En effet, domptant leurs craintes, Sayuri et Hisao retournent dès le lendemain dans cet étrange jardin d’enfant. Ils comprennent rapidement que celui qui se présente sous le nom de Sans-dents est un fantôme (pourtant, il a des jambes comme le fait remarquer Hisao). Pour permettre à cette âme en peine de trouver le repos et de rejoindre le monde des morts, nos deux jeunes protagonistes vont partir à la recherche de son corps, jamais retrouvé. Ils se lancent alors dans une enquête policière, notamment en profitant des ressources paranormales du jardin d’enfant. Fantastique, épouvante, enquête et suspense sont donc au menu d’un récit rondement mené et captivant, sachant jouer sur les peurs enfantines et le folklore japonais.

Animus est un graphic novel à destination des jeunes adultes (Young Adult) ressemblant à un manga. Il a d’ailleurs été conçu à l’origine en sens de lecture japonais, ce qui a nécessité un travail d’adaptation afin de le passer en sens occidental. Il a été réalisé dans la deuxième moitié des années 2010 par Antoine Revoy, un auteur français (il est né en 1977 à Paris) vivant actuellement sur la côte Est des États-Unis après avoir passé une partie de son enfance au Japon (de 6 à 12 ans) et dans d’autres pays. Il a étudié le graphisme et le design aux USA avant de travailler en Irlande et en France. Il s’est installé à nouveau aux États-Unis il y a un peu plus de dix ans. Graphiste, designer et illustrateur à succès, Revoy s’est donc aussi lancé dans la bande dessinée.

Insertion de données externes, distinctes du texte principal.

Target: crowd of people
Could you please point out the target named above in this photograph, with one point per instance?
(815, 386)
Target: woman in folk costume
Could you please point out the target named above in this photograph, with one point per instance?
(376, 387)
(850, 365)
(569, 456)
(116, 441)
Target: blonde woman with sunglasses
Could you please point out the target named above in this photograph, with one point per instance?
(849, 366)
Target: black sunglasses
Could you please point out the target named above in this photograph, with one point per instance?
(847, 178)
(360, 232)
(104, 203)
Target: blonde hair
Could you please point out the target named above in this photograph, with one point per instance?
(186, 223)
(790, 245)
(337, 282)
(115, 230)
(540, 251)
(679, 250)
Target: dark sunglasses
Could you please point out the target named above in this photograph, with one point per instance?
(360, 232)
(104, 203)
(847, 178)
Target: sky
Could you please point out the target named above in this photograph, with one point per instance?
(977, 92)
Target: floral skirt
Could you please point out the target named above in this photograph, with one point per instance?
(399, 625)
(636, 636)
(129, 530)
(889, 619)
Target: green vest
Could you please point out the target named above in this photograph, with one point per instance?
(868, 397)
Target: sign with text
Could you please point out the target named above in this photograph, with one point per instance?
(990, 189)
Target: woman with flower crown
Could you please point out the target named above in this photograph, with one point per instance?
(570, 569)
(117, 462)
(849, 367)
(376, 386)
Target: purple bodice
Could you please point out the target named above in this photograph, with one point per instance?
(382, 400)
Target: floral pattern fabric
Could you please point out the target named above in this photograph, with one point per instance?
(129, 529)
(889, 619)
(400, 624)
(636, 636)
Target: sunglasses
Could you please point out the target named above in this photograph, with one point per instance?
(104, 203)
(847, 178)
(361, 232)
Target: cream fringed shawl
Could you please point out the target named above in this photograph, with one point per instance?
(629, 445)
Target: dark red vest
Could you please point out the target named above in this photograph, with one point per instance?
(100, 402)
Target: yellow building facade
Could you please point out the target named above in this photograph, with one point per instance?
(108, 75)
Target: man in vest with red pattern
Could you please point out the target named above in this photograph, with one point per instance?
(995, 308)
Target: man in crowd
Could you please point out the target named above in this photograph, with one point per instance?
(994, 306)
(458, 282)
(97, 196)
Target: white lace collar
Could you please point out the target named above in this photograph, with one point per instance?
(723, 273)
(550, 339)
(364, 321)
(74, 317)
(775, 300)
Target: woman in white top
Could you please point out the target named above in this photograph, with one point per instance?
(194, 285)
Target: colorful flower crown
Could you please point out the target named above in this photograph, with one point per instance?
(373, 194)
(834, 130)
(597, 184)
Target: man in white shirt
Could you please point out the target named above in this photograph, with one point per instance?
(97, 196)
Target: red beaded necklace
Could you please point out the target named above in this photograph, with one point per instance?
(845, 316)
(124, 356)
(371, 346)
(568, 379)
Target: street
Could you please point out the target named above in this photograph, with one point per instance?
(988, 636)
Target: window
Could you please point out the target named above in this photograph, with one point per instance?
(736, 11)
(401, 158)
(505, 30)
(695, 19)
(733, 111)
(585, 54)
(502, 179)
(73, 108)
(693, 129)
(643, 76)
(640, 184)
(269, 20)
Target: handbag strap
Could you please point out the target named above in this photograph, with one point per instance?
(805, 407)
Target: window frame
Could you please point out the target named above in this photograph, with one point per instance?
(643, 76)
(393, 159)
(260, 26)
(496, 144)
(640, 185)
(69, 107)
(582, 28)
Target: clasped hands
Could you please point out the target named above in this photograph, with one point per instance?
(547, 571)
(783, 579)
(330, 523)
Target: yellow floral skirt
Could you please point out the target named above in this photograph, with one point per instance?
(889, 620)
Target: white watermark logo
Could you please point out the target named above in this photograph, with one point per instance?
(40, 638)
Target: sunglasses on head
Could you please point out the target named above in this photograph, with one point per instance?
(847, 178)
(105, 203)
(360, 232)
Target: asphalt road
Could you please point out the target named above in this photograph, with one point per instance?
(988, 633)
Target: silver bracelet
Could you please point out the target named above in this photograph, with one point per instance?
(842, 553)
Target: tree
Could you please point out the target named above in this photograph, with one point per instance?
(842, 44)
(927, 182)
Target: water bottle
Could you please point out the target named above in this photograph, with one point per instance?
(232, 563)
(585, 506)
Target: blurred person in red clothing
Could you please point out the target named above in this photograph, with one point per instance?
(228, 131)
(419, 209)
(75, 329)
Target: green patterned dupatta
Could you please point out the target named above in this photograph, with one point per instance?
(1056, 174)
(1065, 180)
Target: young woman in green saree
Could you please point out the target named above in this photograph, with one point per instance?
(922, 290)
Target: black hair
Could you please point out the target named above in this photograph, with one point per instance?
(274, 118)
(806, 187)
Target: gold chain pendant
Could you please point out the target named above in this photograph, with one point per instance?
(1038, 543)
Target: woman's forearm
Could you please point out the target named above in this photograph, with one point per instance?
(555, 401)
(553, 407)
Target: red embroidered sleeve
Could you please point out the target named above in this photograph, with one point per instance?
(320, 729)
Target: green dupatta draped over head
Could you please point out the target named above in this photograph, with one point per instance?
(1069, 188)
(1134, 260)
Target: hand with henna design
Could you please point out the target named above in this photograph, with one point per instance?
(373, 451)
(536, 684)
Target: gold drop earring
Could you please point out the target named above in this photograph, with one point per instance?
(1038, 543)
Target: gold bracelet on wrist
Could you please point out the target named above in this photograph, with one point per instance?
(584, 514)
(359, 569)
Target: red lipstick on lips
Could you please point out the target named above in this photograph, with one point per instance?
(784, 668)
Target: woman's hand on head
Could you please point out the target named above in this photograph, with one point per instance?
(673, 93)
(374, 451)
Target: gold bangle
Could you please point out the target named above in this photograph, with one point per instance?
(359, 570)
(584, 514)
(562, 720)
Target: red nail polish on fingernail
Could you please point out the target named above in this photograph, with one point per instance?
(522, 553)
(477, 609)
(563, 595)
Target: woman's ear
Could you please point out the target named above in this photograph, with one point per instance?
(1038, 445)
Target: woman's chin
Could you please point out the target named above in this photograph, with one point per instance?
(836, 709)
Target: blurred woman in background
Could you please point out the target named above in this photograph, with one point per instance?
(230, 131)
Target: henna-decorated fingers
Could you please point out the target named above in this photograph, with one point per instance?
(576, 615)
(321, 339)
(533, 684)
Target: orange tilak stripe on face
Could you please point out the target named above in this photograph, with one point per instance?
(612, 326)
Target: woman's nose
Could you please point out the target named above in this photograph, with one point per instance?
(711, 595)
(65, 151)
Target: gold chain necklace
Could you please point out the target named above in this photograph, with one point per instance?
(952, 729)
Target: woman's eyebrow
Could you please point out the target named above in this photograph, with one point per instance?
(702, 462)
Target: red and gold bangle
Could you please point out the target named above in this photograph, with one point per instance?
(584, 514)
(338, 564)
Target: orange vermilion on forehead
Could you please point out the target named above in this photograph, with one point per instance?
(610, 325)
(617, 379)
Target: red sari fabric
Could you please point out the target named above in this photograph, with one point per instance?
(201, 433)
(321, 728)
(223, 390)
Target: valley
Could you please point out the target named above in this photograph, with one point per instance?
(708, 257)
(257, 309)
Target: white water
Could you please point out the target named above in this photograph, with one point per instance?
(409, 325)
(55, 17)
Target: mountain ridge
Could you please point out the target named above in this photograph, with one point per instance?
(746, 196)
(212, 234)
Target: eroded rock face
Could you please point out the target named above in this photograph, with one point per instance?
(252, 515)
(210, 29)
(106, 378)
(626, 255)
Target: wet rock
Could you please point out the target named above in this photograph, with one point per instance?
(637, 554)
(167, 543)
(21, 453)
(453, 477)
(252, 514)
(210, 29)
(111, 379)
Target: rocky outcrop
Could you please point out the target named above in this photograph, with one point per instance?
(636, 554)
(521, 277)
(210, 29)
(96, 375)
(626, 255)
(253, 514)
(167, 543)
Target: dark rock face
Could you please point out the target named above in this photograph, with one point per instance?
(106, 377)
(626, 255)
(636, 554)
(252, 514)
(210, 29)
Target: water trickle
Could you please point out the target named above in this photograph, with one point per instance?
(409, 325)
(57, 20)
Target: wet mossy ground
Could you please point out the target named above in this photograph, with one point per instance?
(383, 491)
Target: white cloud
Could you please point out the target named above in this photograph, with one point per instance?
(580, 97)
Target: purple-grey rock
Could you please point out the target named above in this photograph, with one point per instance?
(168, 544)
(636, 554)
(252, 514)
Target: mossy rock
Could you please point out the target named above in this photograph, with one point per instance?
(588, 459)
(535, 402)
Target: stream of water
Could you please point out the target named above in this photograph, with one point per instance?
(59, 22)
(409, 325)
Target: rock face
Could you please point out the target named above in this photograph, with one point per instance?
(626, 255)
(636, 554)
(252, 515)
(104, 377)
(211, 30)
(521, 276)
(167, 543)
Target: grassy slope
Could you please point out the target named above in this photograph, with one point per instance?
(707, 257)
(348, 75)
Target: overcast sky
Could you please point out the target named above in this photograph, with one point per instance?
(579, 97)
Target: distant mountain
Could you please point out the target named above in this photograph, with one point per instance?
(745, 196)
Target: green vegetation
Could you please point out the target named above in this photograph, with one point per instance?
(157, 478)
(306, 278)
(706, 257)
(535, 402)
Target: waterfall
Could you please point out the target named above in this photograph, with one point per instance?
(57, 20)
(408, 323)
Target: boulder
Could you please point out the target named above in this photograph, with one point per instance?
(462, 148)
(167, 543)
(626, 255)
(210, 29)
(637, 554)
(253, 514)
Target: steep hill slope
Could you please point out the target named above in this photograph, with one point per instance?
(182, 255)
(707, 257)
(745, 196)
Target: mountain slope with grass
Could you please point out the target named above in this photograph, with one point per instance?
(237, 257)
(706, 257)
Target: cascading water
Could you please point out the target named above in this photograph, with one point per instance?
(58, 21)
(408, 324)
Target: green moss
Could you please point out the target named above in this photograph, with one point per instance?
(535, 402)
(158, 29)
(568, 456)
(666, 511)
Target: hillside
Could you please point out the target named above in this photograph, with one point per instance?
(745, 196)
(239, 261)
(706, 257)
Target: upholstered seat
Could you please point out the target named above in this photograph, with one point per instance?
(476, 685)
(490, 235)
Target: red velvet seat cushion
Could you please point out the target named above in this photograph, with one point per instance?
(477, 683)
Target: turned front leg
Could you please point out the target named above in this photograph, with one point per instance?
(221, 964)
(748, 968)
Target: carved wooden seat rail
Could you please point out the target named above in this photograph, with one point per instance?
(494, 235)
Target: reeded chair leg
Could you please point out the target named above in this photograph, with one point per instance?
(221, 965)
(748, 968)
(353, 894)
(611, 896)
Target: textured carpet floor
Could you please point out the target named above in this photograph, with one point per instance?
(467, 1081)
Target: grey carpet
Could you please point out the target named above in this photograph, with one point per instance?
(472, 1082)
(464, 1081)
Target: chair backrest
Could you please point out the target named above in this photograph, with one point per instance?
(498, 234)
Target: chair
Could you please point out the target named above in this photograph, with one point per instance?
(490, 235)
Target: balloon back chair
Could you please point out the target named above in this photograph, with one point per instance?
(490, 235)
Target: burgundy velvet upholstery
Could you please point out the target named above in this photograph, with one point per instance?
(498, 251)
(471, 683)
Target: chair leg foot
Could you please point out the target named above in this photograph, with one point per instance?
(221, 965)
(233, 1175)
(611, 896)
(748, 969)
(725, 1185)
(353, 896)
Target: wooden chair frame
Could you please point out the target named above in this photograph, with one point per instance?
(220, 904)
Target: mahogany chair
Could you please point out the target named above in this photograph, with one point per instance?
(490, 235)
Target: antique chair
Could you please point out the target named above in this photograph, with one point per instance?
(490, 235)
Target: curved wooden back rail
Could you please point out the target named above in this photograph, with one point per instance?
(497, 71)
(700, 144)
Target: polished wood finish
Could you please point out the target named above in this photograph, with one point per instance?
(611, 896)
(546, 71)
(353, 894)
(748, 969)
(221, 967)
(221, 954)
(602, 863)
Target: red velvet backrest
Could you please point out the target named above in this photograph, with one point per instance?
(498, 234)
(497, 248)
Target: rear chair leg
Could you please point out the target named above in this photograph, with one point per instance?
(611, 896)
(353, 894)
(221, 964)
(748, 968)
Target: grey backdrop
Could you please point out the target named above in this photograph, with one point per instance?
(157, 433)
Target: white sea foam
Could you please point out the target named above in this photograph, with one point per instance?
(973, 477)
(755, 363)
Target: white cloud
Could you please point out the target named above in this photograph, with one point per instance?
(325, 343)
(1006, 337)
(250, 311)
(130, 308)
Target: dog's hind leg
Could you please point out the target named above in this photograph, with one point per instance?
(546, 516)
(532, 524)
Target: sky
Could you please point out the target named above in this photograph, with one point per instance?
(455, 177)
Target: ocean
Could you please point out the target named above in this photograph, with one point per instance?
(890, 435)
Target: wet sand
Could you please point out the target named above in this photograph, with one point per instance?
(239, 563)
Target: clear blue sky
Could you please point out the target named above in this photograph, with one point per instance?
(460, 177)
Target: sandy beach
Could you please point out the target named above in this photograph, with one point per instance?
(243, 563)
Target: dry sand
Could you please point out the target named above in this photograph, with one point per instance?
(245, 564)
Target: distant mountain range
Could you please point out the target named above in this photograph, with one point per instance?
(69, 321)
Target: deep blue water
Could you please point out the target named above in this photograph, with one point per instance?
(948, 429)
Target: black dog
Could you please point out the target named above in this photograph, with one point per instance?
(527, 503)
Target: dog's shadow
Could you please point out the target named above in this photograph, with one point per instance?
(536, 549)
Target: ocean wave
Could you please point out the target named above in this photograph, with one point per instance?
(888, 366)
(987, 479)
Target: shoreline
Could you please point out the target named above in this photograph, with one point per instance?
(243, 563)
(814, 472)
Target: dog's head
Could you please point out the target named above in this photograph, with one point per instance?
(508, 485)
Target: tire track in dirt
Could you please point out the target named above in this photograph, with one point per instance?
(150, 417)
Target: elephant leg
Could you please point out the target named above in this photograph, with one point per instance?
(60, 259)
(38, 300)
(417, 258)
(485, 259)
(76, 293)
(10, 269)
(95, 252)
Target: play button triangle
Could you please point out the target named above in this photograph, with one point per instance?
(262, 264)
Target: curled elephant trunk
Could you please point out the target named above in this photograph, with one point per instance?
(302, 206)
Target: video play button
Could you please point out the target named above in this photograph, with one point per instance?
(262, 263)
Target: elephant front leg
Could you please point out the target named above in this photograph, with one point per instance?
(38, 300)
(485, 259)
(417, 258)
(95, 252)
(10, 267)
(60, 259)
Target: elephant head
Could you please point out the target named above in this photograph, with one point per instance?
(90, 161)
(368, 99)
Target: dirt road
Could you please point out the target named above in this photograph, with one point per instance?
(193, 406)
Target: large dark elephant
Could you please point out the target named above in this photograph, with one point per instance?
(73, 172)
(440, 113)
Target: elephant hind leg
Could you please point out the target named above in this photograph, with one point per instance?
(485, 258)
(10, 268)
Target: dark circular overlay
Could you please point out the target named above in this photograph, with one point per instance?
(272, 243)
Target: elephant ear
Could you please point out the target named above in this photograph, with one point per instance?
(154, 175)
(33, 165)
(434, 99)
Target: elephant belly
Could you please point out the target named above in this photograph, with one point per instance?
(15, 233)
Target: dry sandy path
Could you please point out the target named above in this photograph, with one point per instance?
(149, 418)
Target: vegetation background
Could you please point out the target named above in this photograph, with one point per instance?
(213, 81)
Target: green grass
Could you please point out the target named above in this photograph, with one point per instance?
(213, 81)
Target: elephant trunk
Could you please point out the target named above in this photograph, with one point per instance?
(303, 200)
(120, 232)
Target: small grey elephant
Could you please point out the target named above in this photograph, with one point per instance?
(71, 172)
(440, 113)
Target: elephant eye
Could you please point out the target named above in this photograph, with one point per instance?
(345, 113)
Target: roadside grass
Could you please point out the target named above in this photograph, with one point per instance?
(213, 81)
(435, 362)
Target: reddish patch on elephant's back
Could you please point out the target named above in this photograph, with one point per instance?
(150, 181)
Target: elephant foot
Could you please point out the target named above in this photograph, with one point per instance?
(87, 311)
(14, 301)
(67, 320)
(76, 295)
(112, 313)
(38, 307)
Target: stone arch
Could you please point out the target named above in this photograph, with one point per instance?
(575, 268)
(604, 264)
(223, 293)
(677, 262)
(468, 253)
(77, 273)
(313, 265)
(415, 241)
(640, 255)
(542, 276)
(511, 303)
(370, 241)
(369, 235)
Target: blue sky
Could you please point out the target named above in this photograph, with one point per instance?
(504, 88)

Pour une première, il faut reconnaître que c’est un coup de maître. D’ailleurs, une deuxième œuvre est annoncée pour 2021 par First Second, son éditeur américain. Il s’agit de Ghost Notes, une histoire de trois fantômes retenus dans notre monde et qui aimeraient bien rejoindre l’au-delà. C’est ainsi qu’Animus propose un bel exemple de « global manga » et il est surprenant qu’une première œuvre soit aussi réussie tant graphiquement que narrativement. Son histoire est vraiment prenante. Cela démontre une fois de plus qu’il est possible de faire une bande dessinée équivalente aux mangas sans avoir à rougir des auteurs japonais, ce qui n’est pas toujours chose aisée comme je le montrais il y a quelques temps dans une conférence dédiée au manfra.

Le dessin est ici typiquement seinen, se plaçant plutôt dans la filiation de Katsuhiro Ôtomo (nous sommes loin de l’école Tezuka ou du gekiga). Pourtant, il ne faut pas s’attendre aux grands yeux qui caractérisent la bande dessinée japonaise (du moins pour la plupart des lectrices et lecteurs occidentaux). D’ailleurs, sur ce point, le traitement d’Antoine Revoy est parfois déroutant, surtout concernant Sayuri et Hisao. En effet, principalement pour les enfants, l’auteur ne semble pas faire un gros travail sur la représentation des yeux asiatiques : les paupières sont inexistantes, les personnages regardent à travers de minces et minuscules fentes obliques. Pourtant, nous aurions pu nous attendre, sur ce point particulier, à une influence plus manifestement manga, avec par exemple, une reprise du style de Naoki Urasawa qui maîtrise parfaitement les physionomies asiatiques et occidentales tout en sachant les varier, avec ici de plus grands yeux pour les enfants. Pourtant, le travail de Revoy est remarquable sur le visage du commissaire Koyasu.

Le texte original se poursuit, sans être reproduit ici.